Many of these were not fundamentally bad businesses. They were simply priced as if execution risk no longer existed.
The most interesting finding from the dataset was what I call the “Valuation Smile.”
The best IPO outcomes did not come from the largest companies. The strongest-performing cohort was companies that went public between roughly $1B–$2B in valuation.
That bucket had:
• a 50% win rate
• a 571% average return
• zero companies that lost more than 50%
Companies like $CRDO, $ATAT, and $KGS materially outperformed after listing because they were large enough to prove durability, but still small enough to compound meaningfully in public markets.
Meanwhile, the $10–20B IPO range was the weakest-performing category in the dataset:
• only a 20% win rate
• negative average returns
• several of the sharpest post-IPO drawdowns
Examples include $TASK, $DNUT, and $DOCS.
Historically, IPOs helped fund future growth. Increasingly, modern IPOs function more as late-stage liquidity transitions after private markets have already priced in years of future success.
The public market used to fund upside. Today it often inherits fully-priced upside.
That changes the entire psychology of the IPO.
Once a company IPOs above roughly $40–50B, the math becomes extremely difficult. A company entering the market at those valuations already needs extraordinary scale to generate venture-like public returns.
The data reflects this clearly.
The $40B+ IPO bucket had:
• a 17% win rate
• a -50% median return
• half the companies losing more than 50% of their value
Examples include $RIVN, $DIDI, and $VG, while $ARM was one of the few major exceptions.
The sector divergence was equally important.
Semiconductors and AI infrastructure significantly outperformed, including $CRDO, $ALAB, and $ARM. Meanwhile many SaaS IPOs remained underwater, including $BRZE, $TOST, $KVYO, and $TASK.
In 2021, high-growth SaaS companies often traded at 20–40x revenue. Today many still-growing SaaS businesses trade closer to 4–8x revenue despite continuing to grow.
The market did not stop rewarding growth. It became more selective about which types of growth deserved premium multiples.
Infrastructure scarcity, semiconductors, compute demand, and AI leverage replaced the old “growth at any price” framework that dominated the ZIRP era.
Analyst expectations evolved as well. During the 2021 cycle, markets tolerated heavy cash burn, slowing margins, and distant profitability because revenue growth alone justified premium valuations.
Today the market demands operating leverage, margin durability, AI positioning, and clearer paths to cash flow generation.
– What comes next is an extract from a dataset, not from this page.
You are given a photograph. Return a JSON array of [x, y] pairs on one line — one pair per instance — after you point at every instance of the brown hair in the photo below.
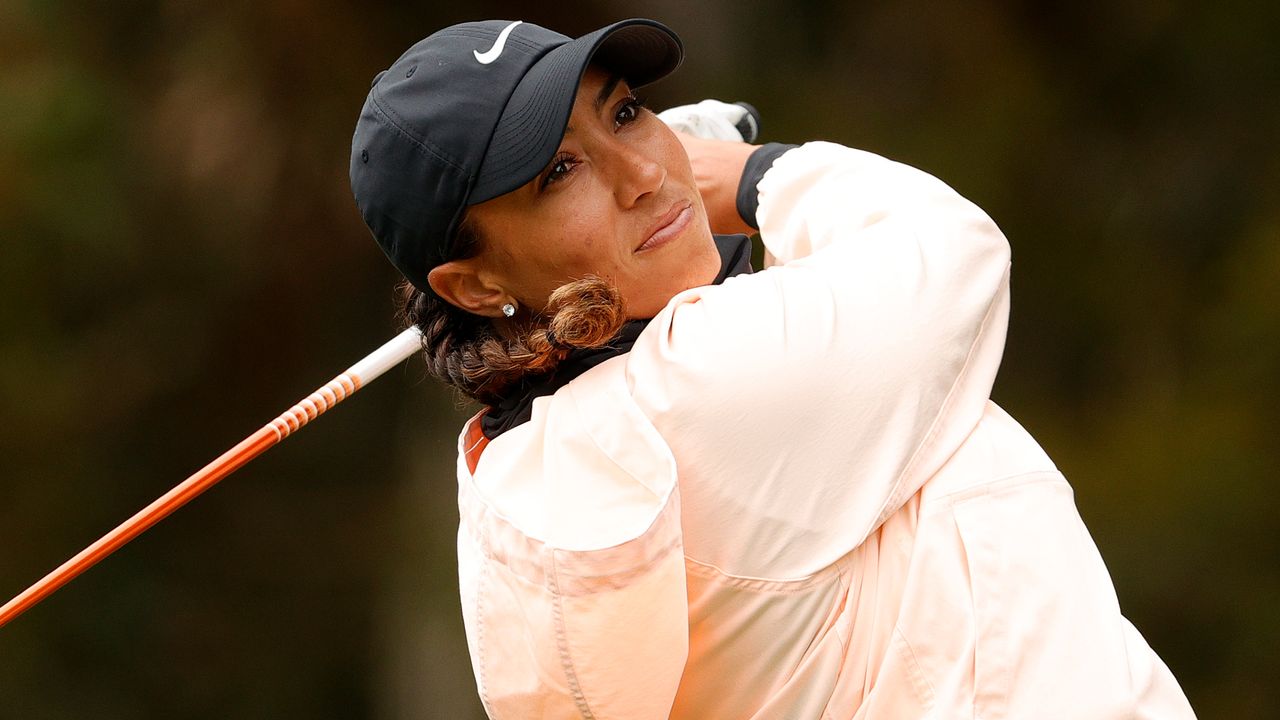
[[469, 351]]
One earnings miss or guidance cut can erase years of momentum because expectations are materially less forgiving.
This is why I think the broader conversation around IPOs misses the point.
The IPO market itself is functioning.
Companies are still going public. Capital still exists. Liquidity still exists.
What changed was the market’s tolerance for unrealistic expectations.
Retail investors, analysts, crossover funds, growth-stage private markets, and media narratives collectively created an environment where companies were expected to enter public markets already fully optimized.
That is not how long-term compounding typically works.
The best public companies historically had room to grow after listing. Many modern IPOs arrive carrying aggressive private-market marks, ambitious analyst models, and years of future success already embedded into the valuation.
Then the public market simply reprices reality.